Al concluir la lectura de los diálogos aporéticos esperamos que Sócrates nos dé su respuesta al problema formulado, pero quedamos perplejos, porque tal respuesta nunca se produce. La lección del diálogo es que el filósofo no tiene como función “darnos la respuesta”, él no es un experto en ningún área del saber. Su papel es ejercer la crítica a los fundamentos de nuestras creencias, mostrarnos que donde creemos tener un saber, sólo poseemos una opinión carente de sustentación.
Platón constituye la ruptura con esta concepción de la filosofía, e inicia la tradición de la filosofía como “sistema”, como doctrina, como ciencia de los sabios capaces de captar la esencia de la realidad y de iluminar al resto de los mortales por los senderos escarpados del conocimiento y de la acción.
Este ideal de filosofía es autoritario. Responde al supuesto platónico del “rey filósofo”, quien, capaz de conocer la esencia de la realidad puede y tiene el derecho de gobernar a los demás, mientras fundamenta el orden social desde unos fundamentos ahistóricos, absolutos.
De la mano de Friedrich Nietzsche (1844-1900) reconocemos el sentido histórico de nuestros valores y con ello, entendemos la filosofía en términos no absolutistas, no dogmáticos. Comprendemos los conceptos como el producto del desarrollo natural y social y por tanto, sospechamos de las pretensiones de una “sabiduría perenne”.
Por otra parte, la revolución científica moderna abre el camino de las especialidades. Si un filósofo como Platón o Descartes, podía aspirar a dominar todo el conocimiento de su tiempo y fundamentarlo, hoy día, en que el dominio de una subespecialidad conlleva toda una vida de estudio y trabajo, semejante empresa se percibe como un acto de megalomanía.
Al mismo tiempo, el desarrollo de los medios de comunicación y el aumento del nivel educativo de la ciudadanía hace que el espacio público sea hoy un escenario de conversación, crítica y debate compartido no monopolizable por un filósofo o un “guía intelectual”.

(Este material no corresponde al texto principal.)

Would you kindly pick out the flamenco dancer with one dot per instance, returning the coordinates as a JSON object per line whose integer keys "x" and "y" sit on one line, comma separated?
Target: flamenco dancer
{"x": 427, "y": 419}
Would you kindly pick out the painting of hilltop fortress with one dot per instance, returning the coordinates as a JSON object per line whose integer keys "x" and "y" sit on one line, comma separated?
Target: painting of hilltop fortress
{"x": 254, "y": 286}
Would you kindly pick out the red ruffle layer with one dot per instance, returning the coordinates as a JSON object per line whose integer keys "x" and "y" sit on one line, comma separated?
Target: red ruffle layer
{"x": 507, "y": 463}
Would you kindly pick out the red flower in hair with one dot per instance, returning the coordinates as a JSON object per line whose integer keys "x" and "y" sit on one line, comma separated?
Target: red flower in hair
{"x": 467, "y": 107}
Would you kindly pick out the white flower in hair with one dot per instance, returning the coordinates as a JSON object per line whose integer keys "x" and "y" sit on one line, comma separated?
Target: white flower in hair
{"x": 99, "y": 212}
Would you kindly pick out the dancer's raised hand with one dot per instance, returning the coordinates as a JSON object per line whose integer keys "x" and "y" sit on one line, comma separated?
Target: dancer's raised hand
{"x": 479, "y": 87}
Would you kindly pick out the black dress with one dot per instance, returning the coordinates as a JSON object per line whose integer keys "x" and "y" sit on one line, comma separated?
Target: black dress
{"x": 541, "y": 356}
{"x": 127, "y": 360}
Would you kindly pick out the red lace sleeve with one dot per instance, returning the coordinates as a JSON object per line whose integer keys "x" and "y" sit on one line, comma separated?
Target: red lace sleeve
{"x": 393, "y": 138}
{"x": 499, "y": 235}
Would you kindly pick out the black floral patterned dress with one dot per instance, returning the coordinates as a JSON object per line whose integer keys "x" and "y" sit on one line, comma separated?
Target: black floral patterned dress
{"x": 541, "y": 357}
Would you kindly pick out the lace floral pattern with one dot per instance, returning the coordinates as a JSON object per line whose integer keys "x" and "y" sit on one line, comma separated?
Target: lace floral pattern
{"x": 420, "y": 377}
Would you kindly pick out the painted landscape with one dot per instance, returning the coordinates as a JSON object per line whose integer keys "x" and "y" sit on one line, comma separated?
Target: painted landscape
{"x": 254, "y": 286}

En este sentido, la especialización académica de la filosofía es también una consecuencia de esta revolución intelectual y no es del todo desdeñable. Es cierto que tiene consecuencias negativas, como lo es, por ejemplo, el academicismo, la pedantería intelectual que se aísla de los problemas del mundo real para encerrarse en la historia de los autores, o muchos de los análisis formales actuales.
Por consiguiente, no está de más llamar la atención sobre estos peligros y sobre el hecho de que la filosofía siempre tuvo una conexión con los problemas de la sociedad, con la utopía de reorganizar racionalmente nuestra convivencia y con el fin de una vida más feliz.
Sin embargo, no se requiere para ello de una “gran filosofía”. Por el contrario, lo que necesitamos es “la pequeña filosofía”, la que practicó en su tiempo Sócrates, Popper y tantos otros. Se trata de la actitud crítica que no aspira a establecer sistemas, ni verdades absolutas, sino a recordarnos una y otra vez que “no sabemos, sólo suponemos”.